FEB 11 - MAY 9 2021   
Grey Matter – New Materials for the Post-Fossil Era, CentroCentro, Madrid

MAY 23 2020 - AUG 8 2021
Critical Zones – Observatories for Earthly Politics, Center for Art and Media, Karlsruhe

APR 9 - SEPT 12 2021   
Colors Etc, Le Tripostal, Lille

Studio ThusThat designs and makes with uncommon materials.
Right now we are exploring industrial wastes from mining and metallurgy.


This is Copper

Copper is ubiquitous to our modern world, yet it is largely invisible. It is the oldest metal mined by humankind, with ancient uses dating back 8000 years. The metal was historically used for its malleability and antimicrobial properties (indeed, even against viruses ). Today, it is crucial for a renewable future: a wind turbine alone can contain up to five tonnes of copper, and ten tonnes of the metal are needed per kilometre of high-speed railway.

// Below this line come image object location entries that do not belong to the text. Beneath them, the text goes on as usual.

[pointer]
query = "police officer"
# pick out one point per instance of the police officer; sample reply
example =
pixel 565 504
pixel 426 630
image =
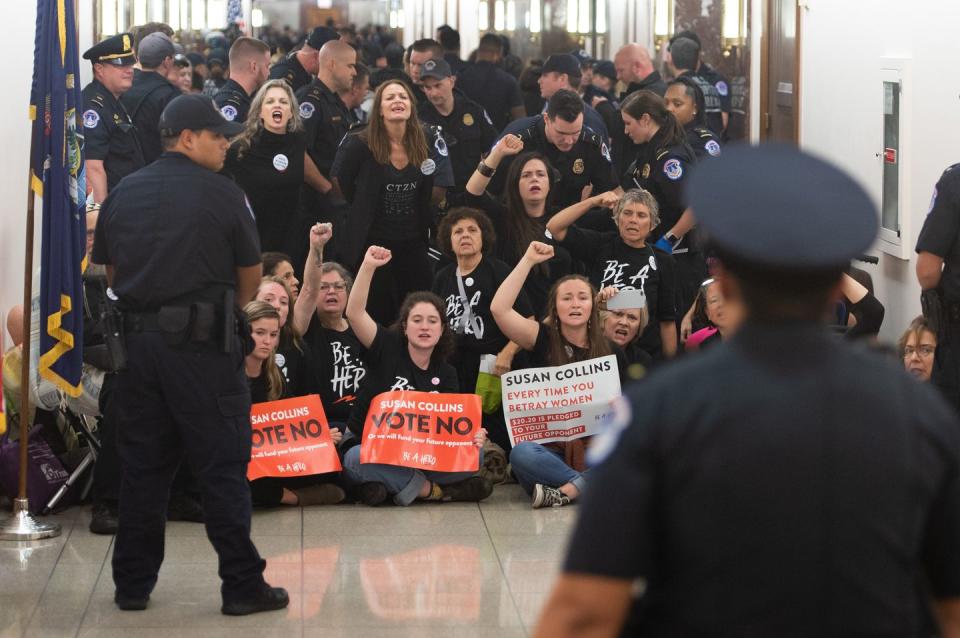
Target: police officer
pixel 684 59
pixel 111 149
pixel 465 125
pixel 183 392
pixel 299 67
pixel 249 67
pixel 938 270
pixel 662 166
pixel 685 100
pixel 580 156
pixel 151 92
pixel 787 483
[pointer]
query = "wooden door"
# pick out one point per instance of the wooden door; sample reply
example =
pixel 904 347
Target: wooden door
pixel 780 73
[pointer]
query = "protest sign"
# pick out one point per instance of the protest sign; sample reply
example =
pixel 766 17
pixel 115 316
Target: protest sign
pixel 291 438
pixel 560 403
pixel 423 430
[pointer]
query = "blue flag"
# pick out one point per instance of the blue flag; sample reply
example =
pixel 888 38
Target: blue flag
pixel 56 175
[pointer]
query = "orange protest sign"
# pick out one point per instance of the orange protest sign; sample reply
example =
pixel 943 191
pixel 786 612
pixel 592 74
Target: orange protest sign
pixel 291 438
pixel 423 430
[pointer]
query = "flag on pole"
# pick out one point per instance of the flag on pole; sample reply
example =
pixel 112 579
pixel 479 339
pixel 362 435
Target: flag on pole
pixel 56 175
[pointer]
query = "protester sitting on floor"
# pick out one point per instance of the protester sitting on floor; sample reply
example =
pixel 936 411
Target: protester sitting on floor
pixel 266 384
pixel 338 356
pixel 917 346
pixel 293 356
pixel 410 356
pixel 467 287
pixel 279 265
pixel 554 473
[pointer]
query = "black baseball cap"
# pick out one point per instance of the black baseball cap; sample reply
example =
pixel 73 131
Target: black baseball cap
pixel 562 63
pixel 320 36
pixel 437 69
pixel 755 210
pixel 195 112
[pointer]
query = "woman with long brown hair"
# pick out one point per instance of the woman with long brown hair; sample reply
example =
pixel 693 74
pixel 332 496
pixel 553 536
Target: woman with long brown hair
pixel 554 473
pixel 391 172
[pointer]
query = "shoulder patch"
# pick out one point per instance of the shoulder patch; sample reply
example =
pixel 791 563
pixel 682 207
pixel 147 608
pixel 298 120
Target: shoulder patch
pixel 90 119
pixel 673 169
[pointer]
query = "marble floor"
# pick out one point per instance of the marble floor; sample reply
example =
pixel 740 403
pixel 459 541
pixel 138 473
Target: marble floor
pixel 452 570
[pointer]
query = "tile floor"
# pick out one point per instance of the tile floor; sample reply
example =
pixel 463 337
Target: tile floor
pixel 454 570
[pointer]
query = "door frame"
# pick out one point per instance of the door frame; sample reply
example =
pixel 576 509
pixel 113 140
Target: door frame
pixel 765 71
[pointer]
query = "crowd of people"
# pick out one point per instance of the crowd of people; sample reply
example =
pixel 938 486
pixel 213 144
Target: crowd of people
pixel 416 213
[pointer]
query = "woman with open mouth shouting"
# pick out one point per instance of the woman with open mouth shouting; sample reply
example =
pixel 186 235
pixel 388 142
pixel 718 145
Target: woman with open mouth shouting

But what exactly is copper? The metal we know is only part of a much wider material story. Mining overburden, tailings, metal concentrates, rare metals like gold and silver, sulfuric acid, sulphate solution, slag, and more. 

All of this is copper, or in other words is a direct result of processing, using, and recycling copper. This project exposes and proposes potential uses for these overlooked byproducts as we continue to search for new ore streams.

Slag is the leftover impurities of the smelting process. During the pyrometallurgical purification process, slag is extracted and poured out in molten form, cooling into a black glassy stone — like man-made lava.

In this project, slag is used as a geopolymer. 

Geopolymerisation is a technology that uses common inorganic compounds to create high-performance alternatives to standard cement. Because the slag has already gone through the high-temperature smelting process, it is reactive and ready to be used as a binder. It thus replaces the need for cement etirely. Additionally, coarser forms of slag can be used as aggregate in the place of sand. The result is a very strong black concrete-like body made from slag, with about 77% lower CO2  footprint than standard cement.

The project was realised in close collaboration with  KU Leuven and Metallo Group, Belgium.